Filed pursuant to Rule 424(b)(5)
Registration No. 333-258646
(To the Prospectus dated August 19, 2021)
150,000 Shares of Preferred Stock
375,000 Warrants to purchase an aggregate of 375,000 Shares of Common Stock
(and 750,000 Shares of Common Stock issuable upon the conversion of such Preferred Stock and exercise of such Warrants)
This prospectus supplement updates, supersedes and amends certain information contained in the prospectus supplement dated October 13, 2021 (the “Original Supplement”), to the prospectus dated August 19, 2021 (the “Base Prospectus”) as further supplemented by the prospectus supplement dated September 30, 2022 (the “Second Supplement,” and together with the Base Prospectus and Original Supplement, the “Prospectus”), relating to the registered direct offering of an aggregate of 150,000 shares of our preferred stock, par value $0.01 per share, or the Preferred Stock, and warrants to purchase up to an aggregate amount 375,000 shares of common stock (as adjusted for the company’s 20-for-1 reverse stock split effected in January 2023), par value $0.01 per share, or the Common Stock, at an exercise price of $7.54 per share, or the Existing Warrants. The Existing Warrants have been amended as described below under “Amendments to Existing Warrants.”
This prospectus supplement should be read in conjunction with the Prospectus, and is qualified by reference to the Prospectus, except to the extent that the information presented herein supersedes the information contained in the Prospectus. This prospectus supplement is not complete without, and may only be delivered or used in connection with, the Prospectus, including any amendments or supplements thereto. We may amend or supplement the Prospectus from time to time by filing amendments or supplements as required. You should read the entire Prospectus and any amendments or supplements carefully before you make an investment decision.
Our common stock is listed on the NASDAQ Capital Market under the symbol “OPGN.” On May 1, 2023, the last reported sale price of our common stock on the NASDAQ Capital Market was $0.7785 per share.
Investing in our securities involves a high degree of risk. See “Risk Factors” in the Original Prospectus and documents incorporated therein by reference for a discussion of such risk factors, which factors should be read carefully in connection with an investment in our securities.
Neither the Securities and Exchange Commission nor any state securities commission has approved or disapproved of these securities or passed upon the accuracy or adequacy of this prospectus supplement or the accompanying prospectus. Any representation to the contrary is a criminal offense.

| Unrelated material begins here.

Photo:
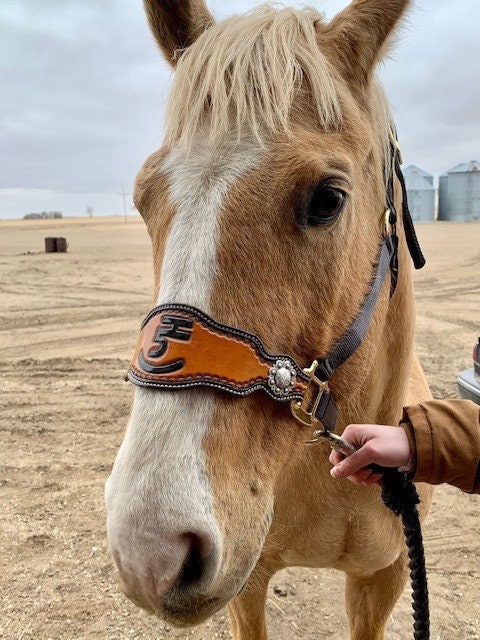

AMENDMENTS TO EXISTING WARRANTS
This Supplement is being filed to disclose the following:
On May 1, 2023, we entered into a securities purchase agreement entered with a single institutional investor (the “Registered Direct Offering”), and the accompanying base prospectus under our registration statement on Form S-1 (Registration No. 333-271190). In connection with the Registered Direct Offering, the Company entered into a warrant amendment agreement (the “Warrant Amendment Agreement”) with the purchaser in the Registered Direct Offering under which the Company agreed to amend certain outstanding warrants to purchase up to an aggregate of 6,396,903 shares of common stock that were previously issued in 2018, 2021, 2022 and 2023 to the purchaser, with exercise prices ranging from $2.65 to $7.54 per share, in consideration for their purchase of approximately $3.5 million of securities in the Registered Direct Offering.
Under the Warrant Amendment Agreement, with respect to Existing Warrants to purchase up to an aggregate of 6,396,903 shares of common stock held by the institutional investor in the Registered Direct Offering and covered by the Warrant Amendment Agreement, the Company agreed to (i) lower the exercise price of such Existing Warrants to $0.7785 per share, (ii) provide that such Existing Warrants, as amended, will not be exercisable until the receipt of stockholder approval for the exercisability of the common stock purchase warrants issued to the Investor in the Registered Direct Offering and (iii) extend the original expiration date of such Existing Warrants to five years following the receipt of such stockholder approval. These amendments will become effective on the closing of the Registered Direct Offering, when each investor has satisfied its purchase commitment to the Company, which is expected to occur on May 4, 2023.